- Manhwa cover of Tiger Coming In vol. 1

호랑이 들어와요 Horangi deureowayo
- Genre: Comedy
- Author: Se-Hyeok Bae
- Illustrator: Damu
- Webtoon service: Naver Webtoon (Korean);
- Original run: October 26, 2020 – January 8, 2024
- Volumes: 10

= Tiger Coming In =

South Korean webtoon

Tiger Coming In is a South Korean manhwa released as a webtoon written by Se-Hyeok Bae and illustrated by Damu. It was serialized via Naver Corporation's webtoon platform, Naver Webtoon, from October 2020 to January 2024, with the individual chapters collected and published into 10 volumes.
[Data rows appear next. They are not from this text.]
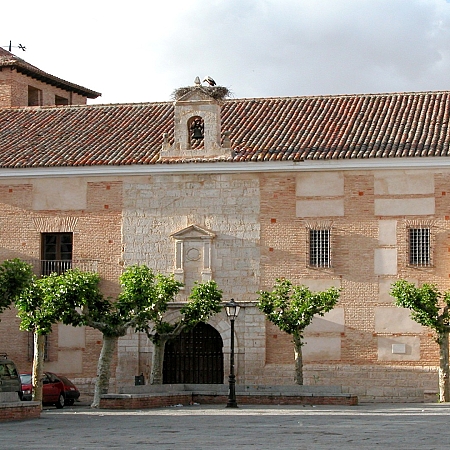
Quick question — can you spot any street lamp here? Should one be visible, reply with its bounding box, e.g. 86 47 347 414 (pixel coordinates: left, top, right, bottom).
225 298 241 408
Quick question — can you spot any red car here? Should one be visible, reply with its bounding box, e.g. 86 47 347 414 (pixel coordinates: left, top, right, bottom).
20 372 80 408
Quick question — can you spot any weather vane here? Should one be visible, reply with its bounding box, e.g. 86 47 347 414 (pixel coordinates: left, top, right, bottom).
2 41 27 51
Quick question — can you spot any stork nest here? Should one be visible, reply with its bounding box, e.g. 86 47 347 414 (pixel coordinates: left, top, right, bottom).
172 86 231 100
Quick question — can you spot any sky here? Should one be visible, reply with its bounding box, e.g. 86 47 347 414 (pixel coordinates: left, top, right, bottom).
0 0 450 104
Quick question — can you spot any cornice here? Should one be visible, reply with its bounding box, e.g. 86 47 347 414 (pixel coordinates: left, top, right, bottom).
0 157 450 180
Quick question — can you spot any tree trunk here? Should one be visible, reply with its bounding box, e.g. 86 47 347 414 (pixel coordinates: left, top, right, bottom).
293 333 303 385
32 333 45 407
91 335 119 408
439 331 450 402
150 337 169 384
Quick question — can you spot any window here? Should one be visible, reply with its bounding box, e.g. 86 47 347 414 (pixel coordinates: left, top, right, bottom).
309 229 331 267
41 233 73 275
55 95 69 106
409 228 431 266
188 116 205 148
28 86 42 106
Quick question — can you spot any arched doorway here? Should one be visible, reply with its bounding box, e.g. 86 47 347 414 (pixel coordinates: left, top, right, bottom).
163 323 223 384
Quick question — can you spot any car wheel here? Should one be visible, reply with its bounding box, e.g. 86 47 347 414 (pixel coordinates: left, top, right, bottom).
55 394 65 409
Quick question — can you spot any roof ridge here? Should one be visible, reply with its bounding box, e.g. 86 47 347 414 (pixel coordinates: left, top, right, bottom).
234 90 450 102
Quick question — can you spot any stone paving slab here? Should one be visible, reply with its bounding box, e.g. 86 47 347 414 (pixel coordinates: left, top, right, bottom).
0 403 450 450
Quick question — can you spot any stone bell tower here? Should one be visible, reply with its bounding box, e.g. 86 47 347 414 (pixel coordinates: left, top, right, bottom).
161 77 231 159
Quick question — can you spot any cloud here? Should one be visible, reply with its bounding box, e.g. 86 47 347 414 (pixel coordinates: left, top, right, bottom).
0 0 450 103
149 0 450 97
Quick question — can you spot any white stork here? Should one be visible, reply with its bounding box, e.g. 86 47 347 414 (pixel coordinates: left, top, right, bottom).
203 75 216 86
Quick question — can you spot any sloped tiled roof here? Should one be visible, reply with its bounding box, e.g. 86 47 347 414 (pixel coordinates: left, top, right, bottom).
0 47 102 98
0 92 450 168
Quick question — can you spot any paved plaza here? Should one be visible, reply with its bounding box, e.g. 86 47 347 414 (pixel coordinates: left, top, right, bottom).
0 404 450 450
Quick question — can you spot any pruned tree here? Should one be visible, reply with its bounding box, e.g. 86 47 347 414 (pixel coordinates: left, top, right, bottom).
0 258 33 320
82 265 183 408
257 278 340 384
15 270 100 407
390 280 450 402
139 281 222 384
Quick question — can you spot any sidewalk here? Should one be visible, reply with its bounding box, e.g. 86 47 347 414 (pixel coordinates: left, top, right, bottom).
0 403 450 450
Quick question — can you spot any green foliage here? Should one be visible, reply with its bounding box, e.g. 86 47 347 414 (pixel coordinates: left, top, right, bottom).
0 259 33 313
119 265 183 331
257 278 340 337
16 269 101 334
390 280 450 334
180 281 222 331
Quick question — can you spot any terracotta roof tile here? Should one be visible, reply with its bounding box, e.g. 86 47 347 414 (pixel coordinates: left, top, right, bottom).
0 92 450 167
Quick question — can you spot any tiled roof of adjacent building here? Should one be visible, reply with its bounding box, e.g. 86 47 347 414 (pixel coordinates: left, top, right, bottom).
0 47 102 98
0 92 450 168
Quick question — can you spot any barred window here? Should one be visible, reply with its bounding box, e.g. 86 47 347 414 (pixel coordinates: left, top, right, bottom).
409 228 431 266
309 229 331 267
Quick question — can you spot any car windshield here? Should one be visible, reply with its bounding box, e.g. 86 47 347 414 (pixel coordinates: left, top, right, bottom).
20 373 31 384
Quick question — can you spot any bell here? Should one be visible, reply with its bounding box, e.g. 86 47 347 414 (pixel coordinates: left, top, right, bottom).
192 127 203 139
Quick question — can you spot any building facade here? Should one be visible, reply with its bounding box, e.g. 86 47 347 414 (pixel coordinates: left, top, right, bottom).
0 49 450 401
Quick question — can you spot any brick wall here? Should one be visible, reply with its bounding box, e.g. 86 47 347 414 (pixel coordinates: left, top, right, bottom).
0 68 87 108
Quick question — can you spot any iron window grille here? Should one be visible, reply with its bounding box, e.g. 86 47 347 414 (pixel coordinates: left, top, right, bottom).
309 229 331 267
41 233 73 275
409 228 431 266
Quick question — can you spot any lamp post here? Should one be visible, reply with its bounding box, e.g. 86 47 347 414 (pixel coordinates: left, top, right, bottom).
225 298 241 408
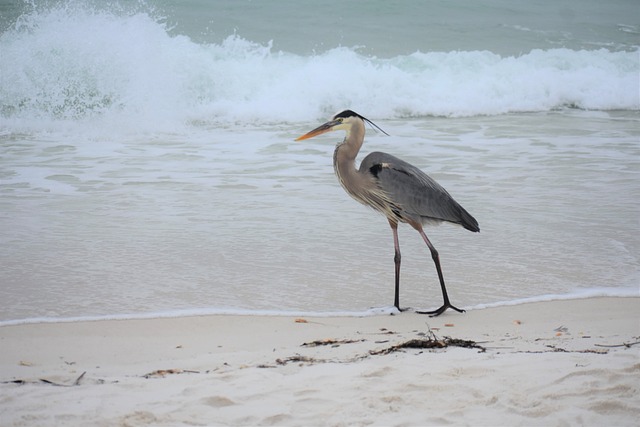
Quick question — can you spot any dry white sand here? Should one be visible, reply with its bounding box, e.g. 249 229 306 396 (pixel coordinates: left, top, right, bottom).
0 298 640 426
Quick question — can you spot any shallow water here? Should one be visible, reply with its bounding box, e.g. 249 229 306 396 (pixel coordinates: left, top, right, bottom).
0 111 640 320
0 0 640 322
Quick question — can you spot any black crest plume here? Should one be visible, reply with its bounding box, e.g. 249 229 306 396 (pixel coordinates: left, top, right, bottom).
333 110 389 136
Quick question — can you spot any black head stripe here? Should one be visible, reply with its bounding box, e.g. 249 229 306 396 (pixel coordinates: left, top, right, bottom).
333 110 389 136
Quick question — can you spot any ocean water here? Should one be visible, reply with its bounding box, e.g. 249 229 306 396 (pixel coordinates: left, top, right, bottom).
0 0 640 324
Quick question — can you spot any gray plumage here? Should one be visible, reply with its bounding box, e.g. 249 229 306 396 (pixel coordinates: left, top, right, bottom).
297 110 480 316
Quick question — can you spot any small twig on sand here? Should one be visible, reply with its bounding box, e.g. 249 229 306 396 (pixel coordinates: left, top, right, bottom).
594 341 640 348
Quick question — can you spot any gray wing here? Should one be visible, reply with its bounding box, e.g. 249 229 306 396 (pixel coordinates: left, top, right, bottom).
360 152 480 231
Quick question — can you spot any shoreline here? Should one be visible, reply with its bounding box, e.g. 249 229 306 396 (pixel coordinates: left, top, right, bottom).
0 297 640 426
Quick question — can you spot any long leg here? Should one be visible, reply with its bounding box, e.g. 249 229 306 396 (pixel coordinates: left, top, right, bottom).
389 220 402 311
417 227 464 317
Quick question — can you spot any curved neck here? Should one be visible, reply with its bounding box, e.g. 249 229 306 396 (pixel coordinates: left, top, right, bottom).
333 120 365 197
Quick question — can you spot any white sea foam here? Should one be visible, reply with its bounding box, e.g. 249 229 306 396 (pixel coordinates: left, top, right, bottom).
0 288 640 327
0 2 640 132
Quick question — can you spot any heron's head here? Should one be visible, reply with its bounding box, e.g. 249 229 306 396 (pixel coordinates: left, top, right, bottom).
296 110 388 141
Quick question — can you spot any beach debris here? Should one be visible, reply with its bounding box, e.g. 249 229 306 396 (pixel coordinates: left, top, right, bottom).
40 371 87 387
369 335 487 356
302 338 366 347
143 368 200 378
276 354 327 367
594 341 640 348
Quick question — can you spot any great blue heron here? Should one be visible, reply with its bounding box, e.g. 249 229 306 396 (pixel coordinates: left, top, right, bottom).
296 110 480 316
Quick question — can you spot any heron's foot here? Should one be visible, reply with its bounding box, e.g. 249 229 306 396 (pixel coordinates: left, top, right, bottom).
416 304 465 317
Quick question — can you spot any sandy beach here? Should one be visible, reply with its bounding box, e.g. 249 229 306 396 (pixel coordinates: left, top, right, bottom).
0 298 640 426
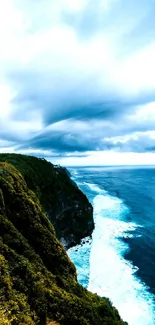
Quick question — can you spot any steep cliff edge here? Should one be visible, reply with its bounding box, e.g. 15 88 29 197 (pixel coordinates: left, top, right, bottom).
0 162 125 325
0 154 94 248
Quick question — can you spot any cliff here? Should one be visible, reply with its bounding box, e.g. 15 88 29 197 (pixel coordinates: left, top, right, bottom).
0 156 125 325
0 154 94 248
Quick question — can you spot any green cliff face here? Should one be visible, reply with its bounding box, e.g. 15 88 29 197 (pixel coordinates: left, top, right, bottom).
0 156 127 325
0 154 94 248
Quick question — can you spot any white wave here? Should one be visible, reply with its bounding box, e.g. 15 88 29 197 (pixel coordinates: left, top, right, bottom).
88 195 155 325
83 182 105 193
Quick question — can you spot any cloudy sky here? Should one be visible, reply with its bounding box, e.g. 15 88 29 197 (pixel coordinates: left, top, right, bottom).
0 0 155 165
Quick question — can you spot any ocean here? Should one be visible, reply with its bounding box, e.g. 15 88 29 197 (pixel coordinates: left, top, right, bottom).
68 167 155 325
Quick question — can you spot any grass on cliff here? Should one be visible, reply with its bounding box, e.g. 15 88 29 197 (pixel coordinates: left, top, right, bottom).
0 162 124 325
0 154 94 243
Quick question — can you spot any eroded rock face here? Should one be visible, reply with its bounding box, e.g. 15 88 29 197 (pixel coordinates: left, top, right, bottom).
0 154 94 248
0 160 125 325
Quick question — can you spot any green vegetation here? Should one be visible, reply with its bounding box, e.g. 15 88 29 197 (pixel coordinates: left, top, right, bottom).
0 154 94 247
0 158 125 325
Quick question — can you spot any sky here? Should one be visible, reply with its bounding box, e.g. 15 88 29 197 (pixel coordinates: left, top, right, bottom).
0 0 155 165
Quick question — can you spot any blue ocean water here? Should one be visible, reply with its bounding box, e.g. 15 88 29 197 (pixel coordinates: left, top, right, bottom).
68 167 155 325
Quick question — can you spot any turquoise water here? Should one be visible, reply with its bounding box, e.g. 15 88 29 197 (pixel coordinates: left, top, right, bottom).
68 167 155 325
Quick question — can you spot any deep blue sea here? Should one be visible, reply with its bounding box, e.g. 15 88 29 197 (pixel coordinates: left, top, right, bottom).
68 167 155 325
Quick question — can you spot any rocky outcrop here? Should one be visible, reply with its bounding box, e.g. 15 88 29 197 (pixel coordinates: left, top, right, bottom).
0 157 125 325
0 154 94 248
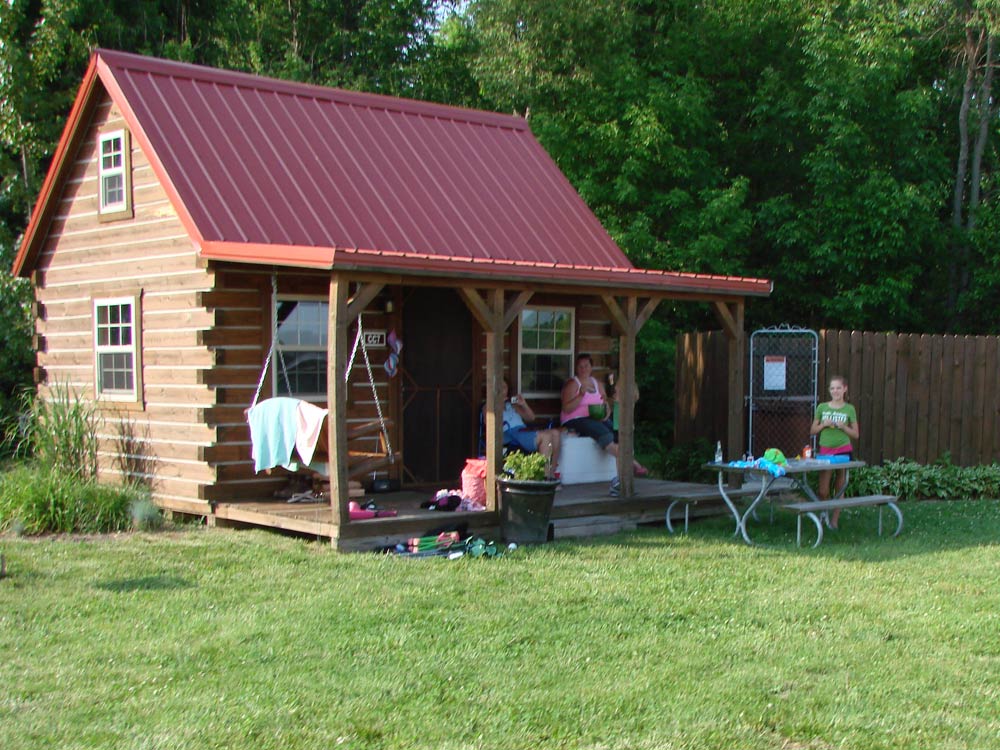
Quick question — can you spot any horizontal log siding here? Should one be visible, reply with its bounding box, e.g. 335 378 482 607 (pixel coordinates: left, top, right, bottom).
204 267 402 500
36 95 215 512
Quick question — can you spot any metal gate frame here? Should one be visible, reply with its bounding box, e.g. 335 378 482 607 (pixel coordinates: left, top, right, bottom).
747 324 819 458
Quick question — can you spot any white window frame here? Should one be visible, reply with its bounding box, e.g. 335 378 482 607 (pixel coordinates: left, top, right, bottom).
271 294 330 403
97 129 132 218
93 296 142 402
517 305 576 398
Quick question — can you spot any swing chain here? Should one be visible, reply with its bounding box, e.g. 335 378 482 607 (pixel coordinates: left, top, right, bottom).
344 315 395 463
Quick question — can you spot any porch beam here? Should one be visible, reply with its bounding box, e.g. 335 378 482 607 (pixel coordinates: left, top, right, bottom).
601 294 629 336
326 272 352 546
712 300 743 340
601 294 660 497
347 282 385 320
617 297 639 497
715 300 747 476
484 289 506 510
500 291 534 333
458 286 503 331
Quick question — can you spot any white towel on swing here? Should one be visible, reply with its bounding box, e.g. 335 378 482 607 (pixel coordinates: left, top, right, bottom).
295 401 330 466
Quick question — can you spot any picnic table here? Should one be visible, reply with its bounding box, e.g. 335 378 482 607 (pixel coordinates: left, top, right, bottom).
696 458 903 546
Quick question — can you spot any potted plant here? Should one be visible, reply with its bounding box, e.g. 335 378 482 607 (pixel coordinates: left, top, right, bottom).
497 452 559 544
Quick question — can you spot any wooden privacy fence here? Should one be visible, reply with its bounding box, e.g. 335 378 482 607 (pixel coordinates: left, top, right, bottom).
674 331 1000 466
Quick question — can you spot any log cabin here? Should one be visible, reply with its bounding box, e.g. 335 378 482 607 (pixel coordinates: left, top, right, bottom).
14 50 771 549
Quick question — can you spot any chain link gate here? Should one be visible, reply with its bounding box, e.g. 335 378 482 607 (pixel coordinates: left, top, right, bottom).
748 325 819 458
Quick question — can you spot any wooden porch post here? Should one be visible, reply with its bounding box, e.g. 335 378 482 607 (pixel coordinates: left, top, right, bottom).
715 300 746 472
326 271 350 546
458 287 532 510
601 295 660 497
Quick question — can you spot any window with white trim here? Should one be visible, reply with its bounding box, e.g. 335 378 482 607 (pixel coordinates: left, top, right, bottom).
98 130 129 214
94 297 139 401
518 307 575 397
271 296 330 401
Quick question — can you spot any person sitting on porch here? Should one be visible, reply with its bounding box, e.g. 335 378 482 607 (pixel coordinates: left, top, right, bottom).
559 354 649 482
483 378 562 478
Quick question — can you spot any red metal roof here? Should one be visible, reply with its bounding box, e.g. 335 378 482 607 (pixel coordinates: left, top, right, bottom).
9 50 771 295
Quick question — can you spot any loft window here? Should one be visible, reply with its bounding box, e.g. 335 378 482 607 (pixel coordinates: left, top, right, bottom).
518 307 574 397
98 130 131 216
94 297 139 401
271 297 330 401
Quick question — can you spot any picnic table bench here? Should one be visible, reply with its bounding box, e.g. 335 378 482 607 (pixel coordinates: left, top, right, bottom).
782 495 903 547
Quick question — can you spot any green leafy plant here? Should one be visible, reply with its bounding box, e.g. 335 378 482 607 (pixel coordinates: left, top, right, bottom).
651 438 715 482
503 451 549 482
851 455 1000 500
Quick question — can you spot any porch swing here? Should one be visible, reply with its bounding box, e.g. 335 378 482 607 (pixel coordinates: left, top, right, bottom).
245 276 400 482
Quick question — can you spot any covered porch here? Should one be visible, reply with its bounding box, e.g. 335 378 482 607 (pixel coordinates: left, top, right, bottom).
310 268 760 550
213 478 756 552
An aeni series adaptation produced by Studio YoungWon has been announced and was released on July 25, 2024, on Laftel, total 8 Episodes.

== Characters ==
- Ranga (Korean: Jang Mi)
- Hoya (Korean: Yi Sae-ah)
- Dad (Korean: Lee Ho-san)
- Mom (Korean: Lee Ji-hyeon)
- Heo Chan (Korean: Nam Doh-hyeong)
- Geumran (Korean: Lee Serena)

== Media ==
===Manhwa===
Se-Hyeok Bae launched Tiger Coming In in Naver's webtoon platform Naver Webtoon on October 26, 2020, and concluded its first season on January 4, 2022; its second season began on April 26, 2022, to the conclusion on November 14, 2023; its third season began on November 21, 2023, to January 8, 2024, comprising a total of 150 chapters.

====Volumes====

| No. | Korean release date | Korean ISBN |
|---|---|---|
| 1 | August 30, 2021 | 979-1-16-769005-0 |
| 2 | March 15, 2022 | 979-1-16-769057-9 |
| 3 | August 25, 2022 | 979-1-16-769080-7 |
| 4 | February 10, 2023 | 979-1-16-769179-8 |
| 5 | December 10, 2023 | 979-1-16-769274-0 |
| 6 | April 25, 2024 | 979-1-16-769302-0 |
| 7 | August 25, 2024 | 979-1-16-769331-0 |
| 8 | December 10, 2024 | 979-1-16-769357-0 |
| 9 | April 25, 2025 | 979-1-16769388-4 |
| 10 | December 15, 2025 | 979-1-16769411-9 |

===Aeni===
An aeni series adaptation produced by Studio YoungWon has been announced and was released on July 25, 2024, on Laftel, total 8 episodes.